Zweite Bronzeskulptur am Wartberg gestohlen

Heilbronn  Nun ist auch der „Fassträger“ weg: Die Polizei hält das Vorgehen einer spezialisierten Bande für möglich. Wie geht es mit der Kunstausstellung am Weinpanoramaweg weiter?

Von Carsten Friese

Neue Hiobsbotschaft für Weingärtner, Verkehrsverein und städtische Museen in Heilbronn: Wie die Stimme am Mittwoch erfuhr, haben unbekannte Metalldiebe mit Gewalt eine zweite Bronzeskulptur am Weinpanoramaweg gestohlen. Die Skulptur „Fassträger“ des Künstlers Karl-Henning Seemann, die prominent am Wasserhochbehälter am Wartberg platziert war, ist ebenso wie der „Große Bedrohte“ verschwunden.
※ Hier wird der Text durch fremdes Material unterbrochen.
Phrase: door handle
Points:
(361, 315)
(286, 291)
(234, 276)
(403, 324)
Nur noch ein Stumpf und markante Bruchkanten waren am Morgen von dem Kunstwerk noch zu sehen. Die Tat ähnelt im Vorgehen dem ersten bekannt gewordenen Skulpturendiebstahl des Bedrohten. Aufgrund des örtlichen und zeitlichen Zusammenhangs geht die Polizei davon aus, dass die beiden Taten miteinander in Verbindung stehen.

„Das ist für uns ein Schlag ins Kontor“, reagiert Heilbronn-Marketing-Geschäftsführer Steffen Schoch auf die zweite Diebstahlnachricht. Damit seien die zwei schönsten Skulpturen der elfteiligen Freiluftausstellung weg. Man habe zudem gerade damit begonnen, den Weinpanoramaweg aufzuwerten, hatte Ideen für weitere Skulpturen. Mit den Städtischen Museen müsse der Verkehrsverein nun besprechen, wie es weitergehe.

60 Kilo Gewicht, Wert von mehreren tausend Euro

Das ist alles, was vom "Fassträger" noch übrig ist.  

Die Fassträger-Skulptur „hat dort optimal hingepasst“, ärgert sich Museumsleiter Dr. Marc Gundel über den nächsten Diebstahl. Er findet es einfach schade, dass durch das Vorgehen der Täter „eine so tolle Idee“ zerfasert wird. Mit einigen tausend Euro beziffert der Museumsleiter den Materialwert der zweiten Skulptur. War die erste noch rund 180 Kilo schwer, wog die zweite rund 60 Kilo. Sie zeigte einen gebückten Menschen mit einem Weinfass auf dem Rücken und ist nach Angaben der Polizei rund 15.000 Euro wert.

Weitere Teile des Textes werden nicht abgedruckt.